En deuxième lieu, celui qui possède des talents de pédagogue attirera plus de lecteurs que celui dont les écrits sont difficiles à comprendre.
Puisque la poésie occupe une grande place dans la culture de certains pays musulmans (en Iran et en Afghanistan, notamment), je présume que la noblesse du style littéraire d’un prédicateur contribue à son prestige.
Pour un imam, une connaissance approfondie du Coran ne fait pas partie des critères essentiels pour réussir à se créer un lectorat important sur l’Internet.
Or la prédication religieuse comble le vide engendré par la disparition des idéologies.
Voilà pourquoi les jeunes occidentaux, particulièrement dans les pays où l’ouverture de nouvelles mosquées rencontre beaucoup de résistance, se tournent vers la prédication sur l’Internet. Où on trouve de tout, du meilleur comme du pire.
À titre d’exemple, il est probable que les prêches de l’imam parisien Farid Benyettou — responsable de la radicalisation des auteurs de la tuerie de Charlie Hebdo — s’appuyaient sur une argumentation et des justifications trouvées sur des sites Internet radicaux.
Une des conneries véhiculées par les prédicateurs fondamentalistes, c’est qu’il est interdit de représenter le prophète Mahomet.
Au contraire, pendant des siècles, celui-ci a été représenté dans des livres musulmans, les traits respectueusement cachés par un voile blanc, rarement sans celui-ci.
Il est évident que les caricatures de Mahomet publiées par Charlie Hebdo étaient irrespectueuses à l’égard de l’islam. Comme d’autres caricatures de ce journal l’étaient au sujet du catholicisme ou du judaïsme.

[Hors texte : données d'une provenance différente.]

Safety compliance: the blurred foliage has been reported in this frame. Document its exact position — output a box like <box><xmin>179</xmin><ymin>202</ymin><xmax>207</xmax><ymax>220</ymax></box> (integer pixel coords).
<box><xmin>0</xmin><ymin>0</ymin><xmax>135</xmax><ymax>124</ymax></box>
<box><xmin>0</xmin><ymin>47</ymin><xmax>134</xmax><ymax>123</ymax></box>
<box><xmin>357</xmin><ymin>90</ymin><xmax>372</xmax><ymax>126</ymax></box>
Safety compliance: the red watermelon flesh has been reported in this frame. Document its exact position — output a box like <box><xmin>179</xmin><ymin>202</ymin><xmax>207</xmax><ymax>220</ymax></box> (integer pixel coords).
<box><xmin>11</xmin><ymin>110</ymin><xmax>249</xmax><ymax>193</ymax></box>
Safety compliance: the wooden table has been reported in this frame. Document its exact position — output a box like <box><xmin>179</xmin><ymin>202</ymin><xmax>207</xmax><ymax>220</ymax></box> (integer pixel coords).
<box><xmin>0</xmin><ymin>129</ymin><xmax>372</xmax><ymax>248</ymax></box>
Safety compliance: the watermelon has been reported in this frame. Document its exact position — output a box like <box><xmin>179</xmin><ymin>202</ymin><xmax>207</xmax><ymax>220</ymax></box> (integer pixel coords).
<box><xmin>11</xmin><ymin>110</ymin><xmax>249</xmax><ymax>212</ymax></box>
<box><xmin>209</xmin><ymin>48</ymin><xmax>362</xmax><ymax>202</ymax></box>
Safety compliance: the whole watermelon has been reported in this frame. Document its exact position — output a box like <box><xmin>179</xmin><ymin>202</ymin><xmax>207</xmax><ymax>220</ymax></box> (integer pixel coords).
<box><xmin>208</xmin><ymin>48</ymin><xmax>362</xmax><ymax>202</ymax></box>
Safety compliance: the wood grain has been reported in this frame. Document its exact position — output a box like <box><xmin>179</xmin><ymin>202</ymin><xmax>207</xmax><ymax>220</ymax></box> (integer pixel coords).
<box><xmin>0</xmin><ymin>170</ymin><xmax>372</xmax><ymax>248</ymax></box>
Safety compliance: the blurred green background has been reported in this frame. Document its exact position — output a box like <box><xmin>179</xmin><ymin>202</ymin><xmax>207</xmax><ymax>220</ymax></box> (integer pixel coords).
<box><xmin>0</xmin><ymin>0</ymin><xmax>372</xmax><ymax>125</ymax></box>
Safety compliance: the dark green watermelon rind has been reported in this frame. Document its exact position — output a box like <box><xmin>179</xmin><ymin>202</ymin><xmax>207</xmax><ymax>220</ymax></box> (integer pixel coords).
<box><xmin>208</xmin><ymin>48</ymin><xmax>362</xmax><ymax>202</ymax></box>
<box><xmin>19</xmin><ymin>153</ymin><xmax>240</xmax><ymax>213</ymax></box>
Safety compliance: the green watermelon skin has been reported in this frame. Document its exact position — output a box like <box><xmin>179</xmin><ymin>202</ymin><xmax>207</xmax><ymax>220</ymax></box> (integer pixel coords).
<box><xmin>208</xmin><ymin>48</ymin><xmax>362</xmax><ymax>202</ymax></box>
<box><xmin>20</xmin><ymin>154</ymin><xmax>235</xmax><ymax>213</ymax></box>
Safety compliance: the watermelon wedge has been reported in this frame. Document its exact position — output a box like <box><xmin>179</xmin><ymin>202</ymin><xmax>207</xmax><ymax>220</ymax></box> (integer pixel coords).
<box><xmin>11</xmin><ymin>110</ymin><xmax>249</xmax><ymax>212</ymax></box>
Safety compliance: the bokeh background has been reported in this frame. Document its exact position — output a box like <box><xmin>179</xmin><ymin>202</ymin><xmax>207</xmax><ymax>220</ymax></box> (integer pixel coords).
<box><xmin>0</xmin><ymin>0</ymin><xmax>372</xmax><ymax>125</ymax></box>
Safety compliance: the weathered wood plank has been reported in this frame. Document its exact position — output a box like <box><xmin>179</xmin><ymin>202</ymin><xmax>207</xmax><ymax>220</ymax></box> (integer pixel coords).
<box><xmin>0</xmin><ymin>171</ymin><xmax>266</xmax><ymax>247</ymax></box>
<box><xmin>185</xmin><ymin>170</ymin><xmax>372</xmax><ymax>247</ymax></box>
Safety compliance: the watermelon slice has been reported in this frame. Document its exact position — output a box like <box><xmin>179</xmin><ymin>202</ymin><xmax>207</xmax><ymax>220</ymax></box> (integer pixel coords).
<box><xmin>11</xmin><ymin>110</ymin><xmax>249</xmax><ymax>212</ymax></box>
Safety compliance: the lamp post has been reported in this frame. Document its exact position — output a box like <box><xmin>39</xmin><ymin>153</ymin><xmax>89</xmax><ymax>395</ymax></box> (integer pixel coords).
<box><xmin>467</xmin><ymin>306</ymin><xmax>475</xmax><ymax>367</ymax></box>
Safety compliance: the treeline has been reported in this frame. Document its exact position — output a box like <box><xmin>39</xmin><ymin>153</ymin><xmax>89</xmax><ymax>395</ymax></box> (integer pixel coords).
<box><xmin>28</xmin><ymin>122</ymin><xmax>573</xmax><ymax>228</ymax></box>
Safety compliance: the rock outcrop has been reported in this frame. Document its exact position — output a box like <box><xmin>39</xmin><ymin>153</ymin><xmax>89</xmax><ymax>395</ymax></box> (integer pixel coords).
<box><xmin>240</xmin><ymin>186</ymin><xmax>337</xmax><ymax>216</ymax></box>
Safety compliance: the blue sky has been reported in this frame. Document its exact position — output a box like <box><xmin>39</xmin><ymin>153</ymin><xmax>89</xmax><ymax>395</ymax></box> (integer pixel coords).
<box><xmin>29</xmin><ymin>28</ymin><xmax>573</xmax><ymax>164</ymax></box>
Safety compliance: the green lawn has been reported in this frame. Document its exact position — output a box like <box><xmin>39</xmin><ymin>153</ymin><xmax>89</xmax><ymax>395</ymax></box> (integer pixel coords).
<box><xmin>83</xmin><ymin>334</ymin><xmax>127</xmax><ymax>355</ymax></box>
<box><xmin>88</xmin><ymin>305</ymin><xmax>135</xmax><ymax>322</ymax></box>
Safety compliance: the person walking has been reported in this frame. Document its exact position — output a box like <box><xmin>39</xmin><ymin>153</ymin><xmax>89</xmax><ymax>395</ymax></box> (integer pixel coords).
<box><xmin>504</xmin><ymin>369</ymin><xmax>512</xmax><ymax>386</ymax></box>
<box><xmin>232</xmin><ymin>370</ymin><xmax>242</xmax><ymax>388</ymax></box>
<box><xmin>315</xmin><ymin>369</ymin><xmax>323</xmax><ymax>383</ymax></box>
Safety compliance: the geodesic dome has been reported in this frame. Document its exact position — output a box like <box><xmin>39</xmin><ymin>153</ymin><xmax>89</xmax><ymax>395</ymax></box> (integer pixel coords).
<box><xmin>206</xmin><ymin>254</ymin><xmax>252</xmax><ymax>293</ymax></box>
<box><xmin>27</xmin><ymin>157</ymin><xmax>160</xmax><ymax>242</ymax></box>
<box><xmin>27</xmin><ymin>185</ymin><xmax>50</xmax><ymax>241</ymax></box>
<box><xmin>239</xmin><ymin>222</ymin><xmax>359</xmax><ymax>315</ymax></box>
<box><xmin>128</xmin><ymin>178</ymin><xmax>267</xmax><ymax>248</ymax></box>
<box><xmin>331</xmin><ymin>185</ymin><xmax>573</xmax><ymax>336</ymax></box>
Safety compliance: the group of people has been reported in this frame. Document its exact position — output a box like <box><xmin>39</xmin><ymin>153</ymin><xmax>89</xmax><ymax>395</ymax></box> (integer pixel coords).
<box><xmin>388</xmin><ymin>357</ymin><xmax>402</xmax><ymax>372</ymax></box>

Même si je n’aime pas l’idée de ridiculiser les croyances religieuses des autres, je crois que quiconque a le droit de se moquer d’une religion, n’importe laquelle, si tel est son désir.
En publiant ses caricatures, Charlie Hebdo s’offrait en paratonnerre de l’Occident, cible facile du fanatisme religieux.
Les auteurs de l’attentat contre la rédaction de cet hebdomadaire, aveuglés par leurs convictions stupides probablement importées d’ailleurs, ne réalisent pas que lorsqu’on est minoritaire, on ne peut pas tuer pour punir la majorité au sein de laquelle on vit.
Les Musulmans qui vivent en Occident sont des pionniers en train d’inventer sans le vouloir un Islam moderne, compatible avec les valeurs occidentales et en opposition totale avec l’obscurantisme financé notamment par l’Arabie saoudite. Ce n’est donc pas contre eux qu’on doit tourner notre colère et notre indignation à la suite de cet attentat terroriste.
Pour que le slogan Nous sommes tous Charlie ne soit pas qu’un slogan bon chic bon genre, c’est le devoir de chacun d’entre nous d’oser braver la colère des ultras. À mon avis, un peuple qui n’est pas prêt à payer le prix de la Démocratie de son propre sang, ne la mérite pas.